Recent public polling has Markey up, but the Kennedy campaign hopes a coalition of voters will show up on Election Day to put the legacy into the Senate. "We are feeling the higher this turnout goes, the better the turnout for Joe Kennedy is," Kennedy's campaign manager Nick Clemons told CBS News. "We know our voters are more likely to vote on Election Day. They're not early voters, they're not vote-by-mail folks, so we're pushing our coalition out the door, phone banking, texting, everything we can do to get them out to vote." If Kennedy loses, he would be the first Kennedy to ever lose an election in Massachusetts since John F. Kennedy entered Congress in 1947.
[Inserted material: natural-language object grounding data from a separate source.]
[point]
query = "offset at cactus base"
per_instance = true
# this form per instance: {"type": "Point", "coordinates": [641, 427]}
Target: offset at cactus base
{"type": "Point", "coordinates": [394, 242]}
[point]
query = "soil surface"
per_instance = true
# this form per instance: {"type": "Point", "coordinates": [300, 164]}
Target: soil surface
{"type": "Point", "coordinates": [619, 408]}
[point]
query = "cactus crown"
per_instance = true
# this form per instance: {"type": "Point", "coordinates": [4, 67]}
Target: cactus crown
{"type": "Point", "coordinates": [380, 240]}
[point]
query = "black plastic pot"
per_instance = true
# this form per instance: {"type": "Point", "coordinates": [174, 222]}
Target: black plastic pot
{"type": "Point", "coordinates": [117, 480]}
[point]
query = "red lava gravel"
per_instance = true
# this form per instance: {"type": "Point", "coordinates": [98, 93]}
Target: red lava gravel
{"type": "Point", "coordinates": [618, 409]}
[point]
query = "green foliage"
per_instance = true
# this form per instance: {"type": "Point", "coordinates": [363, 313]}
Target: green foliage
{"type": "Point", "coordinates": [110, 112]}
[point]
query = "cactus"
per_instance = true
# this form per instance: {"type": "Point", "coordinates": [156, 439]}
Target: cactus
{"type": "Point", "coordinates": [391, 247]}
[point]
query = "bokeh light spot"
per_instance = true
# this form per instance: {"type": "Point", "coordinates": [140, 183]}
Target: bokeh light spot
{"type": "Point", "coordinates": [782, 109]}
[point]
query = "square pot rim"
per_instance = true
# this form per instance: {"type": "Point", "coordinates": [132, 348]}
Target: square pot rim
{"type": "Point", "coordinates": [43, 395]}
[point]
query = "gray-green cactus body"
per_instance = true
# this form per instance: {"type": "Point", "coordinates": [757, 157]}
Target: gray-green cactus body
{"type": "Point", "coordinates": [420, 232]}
Monday was the last day for incumbent Congressman Richard Neal and challenger Alex Morse to make their pitches to voters. The two are running in a competitive Democratic primary for the 1st District, the state's largest Congressional seat. Morse has established himself as the progressive candidate, backed by New York Congresswoman Alexandria Ocasio-Cortez and the Justice Democrats group, who is trying to continue their streak of upsets.

Neal has been in office since 1988 and holds a powerful role as Chairman of the House Ways and Means Committee. He's been backed by House Speaker Nancy Pelosi and has received multiple campaign contributions from pharmaceutical and medical companies, a central criticism from Morse's campaign.
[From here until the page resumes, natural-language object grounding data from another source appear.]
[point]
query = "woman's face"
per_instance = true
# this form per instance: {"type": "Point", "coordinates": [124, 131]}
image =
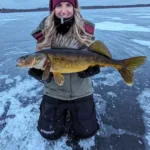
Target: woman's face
{"type": "Point", "coordinates": [64, 10]}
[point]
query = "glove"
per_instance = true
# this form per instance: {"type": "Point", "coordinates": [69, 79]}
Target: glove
{"type": "Point", "coordinates": [37, 74]}
{"type": "Point", "coordinates": [89, 72]}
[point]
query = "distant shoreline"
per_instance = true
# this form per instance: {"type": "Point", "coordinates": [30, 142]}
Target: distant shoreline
{"type": "Point", "coordinates": [6, 10]}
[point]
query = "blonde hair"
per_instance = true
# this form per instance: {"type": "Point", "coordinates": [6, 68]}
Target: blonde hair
{"type": "Point", "coordinates": [77, 31]}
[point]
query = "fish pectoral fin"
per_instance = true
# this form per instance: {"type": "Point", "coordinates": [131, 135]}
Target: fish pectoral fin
{"type": "Point", "coordinates": [46, 72]}
{"type": "Point", "coordinates": [59, 78]}
{"type": "Point", "coordinates": [100, 47]}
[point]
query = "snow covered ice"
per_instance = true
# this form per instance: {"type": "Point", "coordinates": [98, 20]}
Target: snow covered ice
{"type": "Point", "coordinates": [123, 112]}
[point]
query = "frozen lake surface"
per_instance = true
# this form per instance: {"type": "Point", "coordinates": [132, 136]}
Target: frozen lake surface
{"type": "Point", "coordinates": [123, 112]}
Like other progressive challengers, Morse has tried to frame the race as a referendum on the future of the party. Stevie O'Hanlon runs communications for the Sunrise Movement, a group focused on climate change that has helped with ground operations for prior progressive challengers. He told CBS News political unit broadcast associate Aaron Navarro that hundreds of Sunrise Movement volunteers are working to help Morse's campaign.

"2020 has been a big year for progressives. After the Bernie Sanders campaign, there were so many headlines saying the progressive movement is over. And the last six months have shown there's a lot of energy and momentum," O'Hanlon told Navarro.

Morse's campaign was sidetracked earlier this summer, after allegations of inappropriate behavior with students during his tenure as a lecturer at the University of Massachusetts Amherst. But reporting by The Intercept showed the allegations were part of a larger plan by members of the college's Democratic party to get a position working in Neal's office. Neal has denied any involvement, while Morse called the situation a "backroom coordinated political smear."

During debates, Congressman Neal has gone after Morse's record as mayor of Holyoke, Massachusetts. Neal, who helped write the CARES Act coronavirus relief package, attacked Morse for saying he would vote against it, calling it "the most irresponsible statement during the course of this campaign" and pointing to support Holyoke has received from the act. Neal has easily led Morse in fundraising, with $3.85 million raised and $2.7 million cash on hand. Morse's campaign announced over the weekend it had reached the $2 million mark, and received recent donations from Ocasio-Cortez's Courage to Change PAC and from actress Susan Sarandon. As of Monday morning, at least 22,000 Democrats in the district have been mailed a ballot, with 17,476 returned. The district has just over 91,961 registered voters.


On Tuesday, freshman Democrat Abby Finkenauer is releasing her fifth campaign ad this cycle. Navarro obtained an early release of the ad, which will run on broadcast and cable and features Finkenauer's grandfather, who served in the Dubuque Fire Department. "I think of him when I'm working to lower drug prices and fighting to help family farms survive. For me - like my Grandfather - serving others is personal," she says in the ad. Finkenauer flipped Iowa's 1st District in 2018 by about 5 points, after Trump won it by 3 points in 2016. Finkenauer is facing Republican Ashley Hinson, a former journalist turned state representative, in the general election this November.